Manus carried that sense of justice, fight and troublemaking into the biggest campaign of his career, the 1984/85 miners’ strike. It was on Manus’ masterstroke advice that the Scottish strike was legal. Nicky Wilson, the President of the NUM described the “absolute respect and admiration” within which the union held Manus and that was “well deserved because we recognised his unfailing commitment to see fair representation and justice done”.

At the time when Industrial relations was militarised Manus stood up and never shirked from the fight. This was seen in the landmark case Henderson v Chief Constable of Fife Police in which Thompsons secured damages for female workers who were mistreated by the police during a sit-in protest.

The pinnacle of Manus’ career was Litster v Forth Ports in 1998. Aidan O’Neill QC said: “Despite its age, Litster remains after more than 30 years the leading case on the relationship of EU law and UK law in favour the protection of workers’ rights even where national law is more equivocal. That this is so is entirely due to Manus’ great instincts as a lawyer, and his absolute determination to see justice was done for his clients”

Perhaps more importantly, as well as being a great lawyer, Manus was a great boss.
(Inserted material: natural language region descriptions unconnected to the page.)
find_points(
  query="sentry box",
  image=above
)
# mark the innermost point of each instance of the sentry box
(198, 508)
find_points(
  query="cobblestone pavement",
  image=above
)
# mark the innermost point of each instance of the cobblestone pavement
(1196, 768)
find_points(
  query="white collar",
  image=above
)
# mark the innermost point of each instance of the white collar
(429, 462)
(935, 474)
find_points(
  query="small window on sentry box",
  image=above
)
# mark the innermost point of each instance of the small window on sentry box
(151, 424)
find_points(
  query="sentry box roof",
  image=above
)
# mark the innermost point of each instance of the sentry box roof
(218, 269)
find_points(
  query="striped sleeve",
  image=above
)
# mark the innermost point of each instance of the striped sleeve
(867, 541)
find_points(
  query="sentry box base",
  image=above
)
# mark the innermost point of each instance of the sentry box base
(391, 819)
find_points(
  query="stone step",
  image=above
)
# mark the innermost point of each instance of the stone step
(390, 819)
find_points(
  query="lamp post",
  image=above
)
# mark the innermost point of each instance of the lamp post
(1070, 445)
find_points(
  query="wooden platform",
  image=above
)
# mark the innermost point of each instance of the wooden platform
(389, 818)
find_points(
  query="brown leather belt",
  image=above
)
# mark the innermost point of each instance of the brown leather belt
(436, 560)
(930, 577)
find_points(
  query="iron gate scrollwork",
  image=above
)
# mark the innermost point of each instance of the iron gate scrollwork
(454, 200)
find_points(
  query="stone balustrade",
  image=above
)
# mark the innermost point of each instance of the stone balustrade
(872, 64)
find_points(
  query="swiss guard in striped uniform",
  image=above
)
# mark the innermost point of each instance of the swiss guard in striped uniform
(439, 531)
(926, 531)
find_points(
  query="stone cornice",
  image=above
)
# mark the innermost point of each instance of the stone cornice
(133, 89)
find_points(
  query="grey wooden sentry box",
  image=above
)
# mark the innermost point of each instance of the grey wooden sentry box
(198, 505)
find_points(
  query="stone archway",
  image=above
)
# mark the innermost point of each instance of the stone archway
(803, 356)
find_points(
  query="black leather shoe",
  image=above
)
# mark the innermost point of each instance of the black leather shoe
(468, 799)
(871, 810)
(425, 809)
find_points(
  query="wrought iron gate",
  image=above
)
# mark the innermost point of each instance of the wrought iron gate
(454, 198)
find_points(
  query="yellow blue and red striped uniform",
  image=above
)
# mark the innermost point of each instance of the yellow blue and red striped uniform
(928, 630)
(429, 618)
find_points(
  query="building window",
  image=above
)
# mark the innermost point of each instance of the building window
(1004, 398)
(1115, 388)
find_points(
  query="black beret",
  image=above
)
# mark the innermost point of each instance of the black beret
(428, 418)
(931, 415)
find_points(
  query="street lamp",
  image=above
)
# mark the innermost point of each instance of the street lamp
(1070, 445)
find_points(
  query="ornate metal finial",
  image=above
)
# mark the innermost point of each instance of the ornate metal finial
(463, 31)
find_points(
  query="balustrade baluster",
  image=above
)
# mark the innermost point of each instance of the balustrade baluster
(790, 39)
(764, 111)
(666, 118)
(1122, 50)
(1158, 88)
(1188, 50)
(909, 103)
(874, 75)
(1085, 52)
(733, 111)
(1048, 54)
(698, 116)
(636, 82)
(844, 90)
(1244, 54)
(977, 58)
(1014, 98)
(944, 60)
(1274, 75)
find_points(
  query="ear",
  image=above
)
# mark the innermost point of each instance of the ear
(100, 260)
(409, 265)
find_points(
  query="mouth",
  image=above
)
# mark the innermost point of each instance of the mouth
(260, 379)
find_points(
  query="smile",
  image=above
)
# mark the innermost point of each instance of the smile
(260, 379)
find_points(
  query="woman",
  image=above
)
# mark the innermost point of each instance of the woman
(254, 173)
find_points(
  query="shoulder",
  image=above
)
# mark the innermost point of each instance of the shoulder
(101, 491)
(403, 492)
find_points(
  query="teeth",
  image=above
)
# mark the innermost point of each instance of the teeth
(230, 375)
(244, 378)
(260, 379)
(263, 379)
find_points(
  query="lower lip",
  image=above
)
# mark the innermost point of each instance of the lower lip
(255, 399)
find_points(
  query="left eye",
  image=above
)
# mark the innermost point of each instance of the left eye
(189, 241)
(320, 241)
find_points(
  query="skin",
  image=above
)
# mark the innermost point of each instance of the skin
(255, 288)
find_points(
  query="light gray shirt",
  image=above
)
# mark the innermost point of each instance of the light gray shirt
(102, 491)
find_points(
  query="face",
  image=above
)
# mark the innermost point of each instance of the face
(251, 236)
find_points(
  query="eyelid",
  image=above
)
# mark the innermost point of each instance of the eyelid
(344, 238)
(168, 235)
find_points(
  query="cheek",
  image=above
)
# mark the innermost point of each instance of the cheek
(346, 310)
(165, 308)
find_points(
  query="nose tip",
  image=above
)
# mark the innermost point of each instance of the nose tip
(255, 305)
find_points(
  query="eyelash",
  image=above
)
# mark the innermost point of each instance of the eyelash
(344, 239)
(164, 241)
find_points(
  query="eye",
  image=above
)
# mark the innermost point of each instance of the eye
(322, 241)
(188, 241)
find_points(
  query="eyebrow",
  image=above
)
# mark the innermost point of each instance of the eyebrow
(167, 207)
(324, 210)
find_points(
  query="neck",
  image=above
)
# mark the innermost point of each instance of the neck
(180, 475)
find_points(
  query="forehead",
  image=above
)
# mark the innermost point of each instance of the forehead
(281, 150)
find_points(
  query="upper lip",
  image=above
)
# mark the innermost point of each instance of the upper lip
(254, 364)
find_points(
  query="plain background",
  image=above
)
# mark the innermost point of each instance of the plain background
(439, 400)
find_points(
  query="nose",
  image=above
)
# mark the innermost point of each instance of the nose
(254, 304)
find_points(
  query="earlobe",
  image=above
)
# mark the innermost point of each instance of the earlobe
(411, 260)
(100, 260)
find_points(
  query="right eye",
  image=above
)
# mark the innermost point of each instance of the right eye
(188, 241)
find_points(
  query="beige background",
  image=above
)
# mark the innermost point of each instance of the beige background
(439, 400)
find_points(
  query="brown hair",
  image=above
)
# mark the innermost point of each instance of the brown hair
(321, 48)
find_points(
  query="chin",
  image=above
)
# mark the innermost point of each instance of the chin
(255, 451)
Manus’ family have received many warm messages from former staff at Thompsons. Former office manager at Thompsons, Liz Maguire said “Manus treated everyone the same. He was a good listener. He never pulled rank in the office.” Others remembered Manus’ contributions to social events, holding court with a cigarette a drink and a song. Wendy Durie, who is one of Thompsons Scotland’s senior partners, fondly remembers Manus at the firm’s annual training conference: “Manus was always the last partner standing at the end of the evening. Manus had time for everyone. His family was the centre of his world but he treated people outwith his family as if they were part of his extended family. He was completely down to earth, warm funny and great company”

After retiring from Thompsons Manus served as an Employment Judge for 15 years.

Manus was married to his wife’s Betty for 53 years. She sadly passed away 3 years ago. He is survived by his five children – Marie, Manus, Grace, Nuala and Patrick. He has 14 grandchildren.